Mahalo and Thank You to Google
Anna and I drove down to Columbia to see Jon and Stepanie’s new baby and are staying at their house for the night. Columbia is much hotter than Asheville still… just in case you were wondering.
It is nice to see the city finished the renovation of Main Street, and it looks charming. Jon says they’ve also completed the grueling 5 Points construction project and I’ll be checking that out in the morning.
Mia is beautiful. Can’t wait to see her and Baby Harrelson grow up together. I’ll have pics and video up tomorrow when we get back to Asheville.
The world they will grow up into just got a little (or a lot depending on your persuasion) more interesting for us geeks based on two developments that came about while Anna and I were traveling.
First, Jason Calacanis launched his guided search engine Mahalo (in very very alpha). Mahalo means “thank you” in Hawaiian. Here’s the official description…
Mahalo is the world’s first human-powered search engine powered by an enthusiastic and energetic group of Guides. Our Guides spend their days searching, filtering out spam, and hand-crafting the best search results possible. If they haven’t yet built a search result, you can request that search result. You can also suggest links for any of our search results.

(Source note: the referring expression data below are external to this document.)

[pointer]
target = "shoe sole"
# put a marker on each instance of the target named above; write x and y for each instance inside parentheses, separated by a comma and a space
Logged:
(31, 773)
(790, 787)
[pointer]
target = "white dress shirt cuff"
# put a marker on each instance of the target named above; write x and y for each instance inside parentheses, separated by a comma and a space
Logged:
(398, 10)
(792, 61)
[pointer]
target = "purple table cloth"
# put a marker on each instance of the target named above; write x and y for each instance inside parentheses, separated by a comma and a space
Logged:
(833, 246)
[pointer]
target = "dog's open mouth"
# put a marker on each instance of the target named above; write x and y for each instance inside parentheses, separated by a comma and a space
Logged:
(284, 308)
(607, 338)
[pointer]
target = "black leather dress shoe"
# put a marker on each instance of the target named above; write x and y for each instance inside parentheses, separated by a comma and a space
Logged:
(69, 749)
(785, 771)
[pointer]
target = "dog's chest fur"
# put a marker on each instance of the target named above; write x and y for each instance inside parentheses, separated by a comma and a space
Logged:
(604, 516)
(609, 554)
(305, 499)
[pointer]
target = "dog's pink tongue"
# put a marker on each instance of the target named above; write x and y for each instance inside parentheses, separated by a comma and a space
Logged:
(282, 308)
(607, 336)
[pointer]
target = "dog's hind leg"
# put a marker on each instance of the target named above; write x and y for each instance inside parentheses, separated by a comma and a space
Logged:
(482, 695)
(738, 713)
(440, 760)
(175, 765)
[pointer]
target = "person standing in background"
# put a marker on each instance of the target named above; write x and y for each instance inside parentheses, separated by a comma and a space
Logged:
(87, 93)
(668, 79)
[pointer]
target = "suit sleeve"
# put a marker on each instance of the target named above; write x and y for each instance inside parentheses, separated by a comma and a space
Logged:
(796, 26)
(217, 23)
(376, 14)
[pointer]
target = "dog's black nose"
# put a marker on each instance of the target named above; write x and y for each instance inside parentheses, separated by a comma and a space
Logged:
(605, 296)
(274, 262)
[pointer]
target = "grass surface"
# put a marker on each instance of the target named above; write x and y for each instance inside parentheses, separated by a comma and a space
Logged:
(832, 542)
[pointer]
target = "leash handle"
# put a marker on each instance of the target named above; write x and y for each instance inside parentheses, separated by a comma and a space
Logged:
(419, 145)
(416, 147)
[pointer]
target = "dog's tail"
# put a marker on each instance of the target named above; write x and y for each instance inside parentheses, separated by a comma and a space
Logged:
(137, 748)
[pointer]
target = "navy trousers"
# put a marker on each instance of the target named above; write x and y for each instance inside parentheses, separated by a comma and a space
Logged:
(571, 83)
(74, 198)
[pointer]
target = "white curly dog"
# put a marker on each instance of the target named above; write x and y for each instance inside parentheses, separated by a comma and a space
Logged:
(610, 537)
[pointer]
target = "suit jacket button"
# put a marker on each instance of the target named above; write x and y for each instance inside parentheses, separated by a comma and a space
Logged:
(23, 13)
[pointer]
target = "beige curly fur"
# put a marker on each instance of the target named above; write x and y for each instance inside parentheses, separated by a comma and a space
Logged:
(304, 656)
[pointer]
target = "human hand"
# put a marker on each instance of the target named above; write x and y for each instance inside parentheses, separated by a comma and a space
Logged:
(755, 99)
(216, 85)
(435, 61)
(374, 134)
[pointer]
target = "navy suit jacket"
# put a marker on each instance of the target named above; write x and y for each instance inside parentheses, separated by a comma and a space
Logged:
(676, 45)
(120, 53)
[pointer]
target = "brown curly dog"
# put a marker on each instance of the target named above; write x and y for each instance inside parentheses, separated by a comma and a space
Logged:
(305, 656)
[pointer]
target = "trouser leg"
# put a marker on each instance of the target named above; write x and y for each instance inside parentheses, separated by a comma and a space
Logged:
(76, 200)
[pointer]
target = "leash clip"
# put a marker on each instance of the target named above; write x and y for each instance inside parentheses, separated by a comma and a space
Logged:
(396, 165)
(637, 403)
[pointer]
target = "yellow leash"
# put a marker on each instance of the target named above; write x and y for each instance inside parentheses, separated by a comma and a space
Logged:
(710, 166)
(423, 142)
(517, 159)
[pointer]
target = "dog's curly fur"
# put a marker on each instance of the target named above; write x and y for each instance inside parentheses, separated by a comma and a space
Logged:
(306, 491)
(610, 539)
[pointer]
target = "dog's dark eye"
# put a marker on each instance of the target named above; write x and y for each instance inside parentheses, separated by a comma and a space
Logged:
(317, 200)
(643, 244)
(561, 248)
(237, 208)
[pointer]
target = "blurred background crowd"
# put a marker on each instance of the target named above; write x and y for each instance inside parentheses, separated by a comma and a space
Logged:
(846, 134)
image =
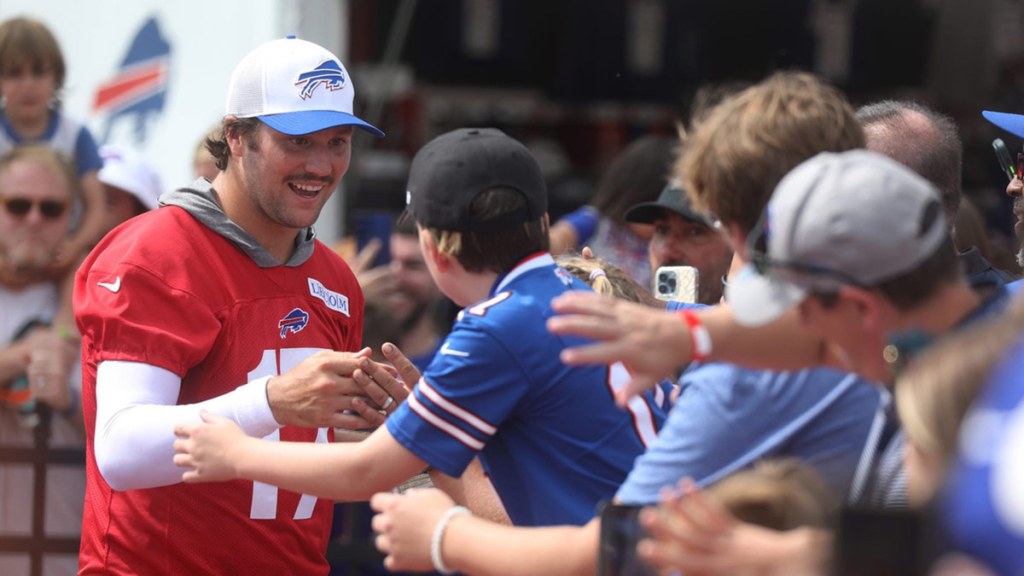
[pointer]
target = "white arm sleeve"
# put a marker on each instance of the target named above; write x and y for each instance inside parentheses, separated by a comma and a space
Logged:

The guides are attempting to hand write the top 10,000 search terms by around the end of the year and then exponential growth. Should be interesting to see if Mahalo, or this concept of search, can compete with Google. I think there’s something to a more nuanced “search” feature, and network science tells us that people do value the hubs of authority that might develop around the cult of contributors here. Will be interesting to watch.
Secondly… speaking of thank you’s and Google, Google released Google Gears today. This is the one thing I’ve been waiting for from Google since I became hooked on GMail in 2004. Basically, Gears is a Firefox plugin in Mac or Linux, or a full fledged .exe program in Windows, that allows you to take web applications offline.
Their first test case is the Google Reader, which is their popular feed reader. So, now you can read your feeds offline if you’re on a plane or in the middle of South Carolina with no wifi or EVDO service. Excellent.
Now that I use Google for email, documents (Google Docs and Spreadsheets) and feed reading, I am beyond excited to see this being developed and rolled out. The ability to get to my GMail account on my laptop while being offline will be a very happy day indeed.